2010/4/2

美の壺 File 20 織部焼

美の壺 File 20 織部焼 via NHKオンデマンド

古田織部(1544-1615)が祖…桃山時代の大名で茶人でもあった。千利休の弟子、利休の死後、茶の湯の第一人者となる。その織部が好んだことから織部焼。

織部焼は美濃国で焼かれた。

斬新で奇抜な形と色使いはそれまでの日本の陶器にないもの。

■ 「緑」

南蛮貿易で持ち込まれた中国南部の華南三彩に影響を受けた。

華南三彩の緑→均一
織部焼の緑→釉薬の流れを活かす=けしき

手嶋敦(多治見工業高校教諭)…織部焼の緑を研究。

釉薬の原料は緑を出す酸化銅と焼いた時に器に色を定着するための木の灰。灰の種類によって銅の緑の色や流れ方が変化する。

佐藤和次(陶芸家)…30年間織部焼作陶に従事。

現在の陶芸家でも自分の思い通り緑を発色させることは難しい(電気釜を使っているようだ)。

「織部のグリーンは美濃の山のような色だ」

深い緑=酸化が強い。

■ 「かたち」

沓茶碗…神官が履く靴を連想させる。
「茶碗歪候也、へうげもの也」via 博多商人の日記
へうげもの=ひょうきんもの

利休→黒茶碗…装飾を廃しわびの精神を反映
織部→沓茶碗…今にも動き出しそうな躍動感

従来の茶の湯の美を覆そうとした(桃山の時代観を反映している?→歌舞伎者)。

南蛮人燭台、キセル、陶硯

等々力孝志(織部焼蒐集家)

ひょうげ…アシンメトリー、美術品としての品の良さ、桃山の自由闊達な遊び心。

■ 「文様」

ぶどうの模様、幾何学模様。

北大路魯山人(陶芸家、1883-1959)

織部焼を高く評価。
「織部の絵は その意匠 千変万化して 実に立派な 意匠である」

織部焼の文様は焼き物の技術革新によって可能になった。

本屋敷窯跡(岐阜県土岐市)
斜面に沿って作られた登り窯。下から上に火が登り、少ない燃料で一度に数千を焼くことができた。大量生産が可能になった。絵付けをするキャンパスを大量に用意した。

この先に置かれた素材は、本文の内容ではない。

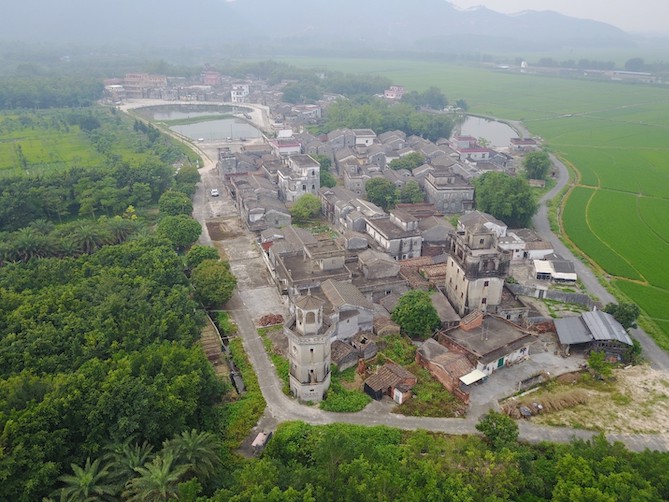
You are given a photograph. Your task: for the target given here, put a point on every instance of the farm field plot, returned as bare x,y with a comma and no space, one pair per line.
613,133
614,218
589,242
36,150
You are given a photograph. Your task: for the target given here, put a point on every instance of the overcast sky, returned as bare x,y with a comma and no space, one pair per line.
639,16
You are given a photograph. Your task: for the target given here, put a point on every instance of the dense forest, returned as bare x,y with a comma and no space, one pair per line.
105,393
345,462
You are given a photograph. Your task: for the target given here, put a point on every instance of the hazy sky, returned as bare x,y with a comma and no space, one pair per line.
640,16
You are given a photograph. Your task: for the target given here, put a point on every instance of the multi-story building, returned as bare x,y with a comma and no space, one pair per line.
301,175
397,234
475,270
309,341
449,192
239,93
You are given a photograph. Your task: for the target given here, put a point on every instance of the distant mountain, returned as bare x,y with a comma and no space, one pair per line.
433,25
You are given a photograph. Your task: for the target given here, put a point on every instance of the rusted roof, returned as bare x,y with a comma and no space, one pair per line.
389,375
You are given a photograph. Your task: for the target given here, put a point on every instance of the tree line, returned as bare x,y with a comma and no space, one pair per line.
381,116
346,462
48,91
137,169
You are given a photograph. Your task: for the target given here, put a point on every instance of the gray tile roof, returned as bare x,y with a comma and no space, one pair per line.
589,327
341,293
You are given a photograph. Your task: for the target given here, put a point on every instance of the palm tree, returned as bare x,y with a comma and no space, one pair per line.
27,243
119,228
87,484
197,449
89,236
157,481
123,459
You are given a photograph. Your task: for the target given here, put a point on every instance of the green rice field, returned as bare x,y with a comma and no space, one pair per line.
43,148
616,136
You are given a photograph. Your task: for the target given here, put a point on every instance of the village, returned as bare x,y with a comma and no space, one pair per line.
339,287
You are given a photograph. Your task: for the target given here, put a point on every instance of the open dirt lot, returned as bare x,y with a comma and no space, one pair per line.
636,402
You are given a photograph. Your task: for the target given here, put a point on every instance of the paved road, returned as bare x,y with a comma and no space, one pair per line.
281,408
657,357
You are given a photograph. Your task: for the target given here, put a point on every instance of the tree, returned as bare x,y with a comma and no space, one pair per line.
180,230
536,165
213,282
124,458
434,98
625,313
174,203
89,483
157,481
327,179
505,197
198,253
306,207
381,192
411,193
416,315
635,64
410,161
499,430
599,365
198,450
324,161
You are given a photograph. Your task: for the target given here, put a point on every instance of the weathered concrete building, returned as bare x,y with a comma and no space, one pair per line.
476,270
309,341
397,235
300,176
449,192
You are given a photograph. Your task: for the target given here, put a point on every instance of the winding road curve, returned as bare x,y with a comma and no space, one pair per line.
657,358
281,408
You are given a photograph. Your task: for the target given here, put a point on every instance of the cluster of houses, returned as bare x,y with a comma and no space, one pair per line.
341,291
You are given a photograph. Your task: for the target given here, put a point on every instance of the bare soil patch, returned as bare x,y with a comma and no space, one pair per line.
636,401
221,230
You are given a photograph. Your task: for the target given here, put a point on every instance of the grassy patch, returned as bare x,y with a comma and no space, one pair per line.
280,362
613,136
240,413
399,349
555,307
430,398
225,324
343,398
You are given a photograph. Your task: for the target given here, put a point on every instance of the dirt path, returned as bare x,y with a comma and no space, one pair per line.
255,295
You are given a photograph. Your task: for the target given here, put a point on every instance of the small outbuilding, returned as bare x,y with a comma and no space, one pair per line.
594,331
391,380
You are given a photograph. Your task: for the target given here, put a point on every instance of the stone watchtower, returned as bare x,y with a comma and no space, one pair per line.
476,270
308,349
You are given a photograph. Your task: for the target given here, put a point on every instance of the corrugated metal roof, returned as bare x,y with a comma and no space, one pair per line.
591,326
473,376
604,327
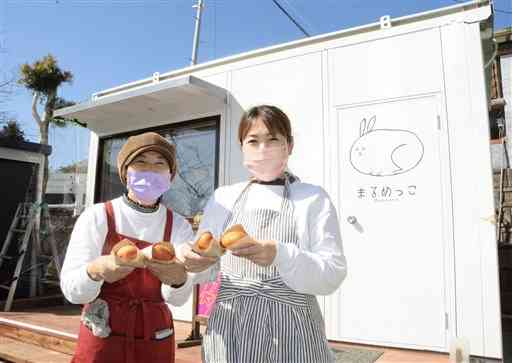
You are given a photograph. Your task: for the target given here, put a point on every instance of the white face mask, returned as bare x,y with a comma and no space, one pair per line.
267,163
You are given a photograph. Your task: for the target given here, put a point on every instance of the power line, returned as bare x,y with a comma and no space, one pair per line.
291,18
300,16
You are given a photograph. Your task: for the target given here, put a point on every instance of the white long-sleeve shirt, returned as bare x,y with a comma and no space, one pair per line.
317,264
87,241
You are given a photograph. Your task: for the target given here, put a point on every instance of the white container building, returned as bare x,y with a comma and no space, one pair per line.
391,118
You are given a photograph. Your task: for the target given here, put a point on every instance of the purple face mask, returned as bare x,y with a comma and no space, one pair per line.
148,186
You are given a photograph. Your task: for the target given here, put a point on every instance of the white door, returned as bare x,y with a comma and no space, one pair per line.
392,223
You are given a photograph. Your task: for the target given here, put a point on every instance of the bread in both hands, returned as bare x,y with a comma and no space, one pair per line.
234,236
127,254
163,252
206,245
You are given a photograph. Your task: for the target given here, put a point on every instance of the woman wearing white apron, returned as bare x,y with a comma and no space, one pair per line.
266,310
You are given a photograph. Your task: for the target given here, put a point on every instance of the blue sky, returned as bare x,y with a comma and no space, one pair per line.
106,43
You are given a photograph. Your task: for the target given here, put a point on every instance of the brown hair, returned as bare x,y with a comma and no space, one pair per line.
274,119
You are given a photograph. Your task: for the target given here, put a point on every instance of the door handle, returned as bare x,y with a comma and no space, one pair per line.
351,219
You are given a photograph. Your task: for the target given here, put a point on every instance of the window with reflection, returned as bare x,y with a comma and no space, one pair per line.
197,153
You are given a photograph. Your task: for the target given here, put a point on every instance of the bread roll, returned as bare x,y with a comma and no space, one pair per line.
204,241
127,253
163,252
207,245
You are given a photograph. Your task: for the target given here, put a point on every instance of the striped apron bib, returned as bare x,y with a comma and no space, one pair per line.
257,318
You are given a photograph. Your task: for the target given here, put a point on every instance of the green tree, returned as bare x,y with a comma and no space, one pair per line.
43,78
12,131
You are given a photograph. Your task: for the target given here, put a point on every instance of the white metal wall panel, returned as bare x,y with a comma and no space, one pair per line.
386,68
476,269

織部焼は京で人気を博し、多彩な文様の器の注文が相次いだ。

網目の跡。カヤの歯切れでつける。ろくろでは作れない形を大量に作るため、型を用いた。カヤを被せるのは、土が型に張り付かないようにするため。型によって更なる大量生産が可能になった。

器に応じて絵も描きわけられた。

同じものをたくさん量産したのではなく、種類をたくさん作った。「陶工は描ける技術ができたから、それを見せたい」というのが織部焼→千変万化。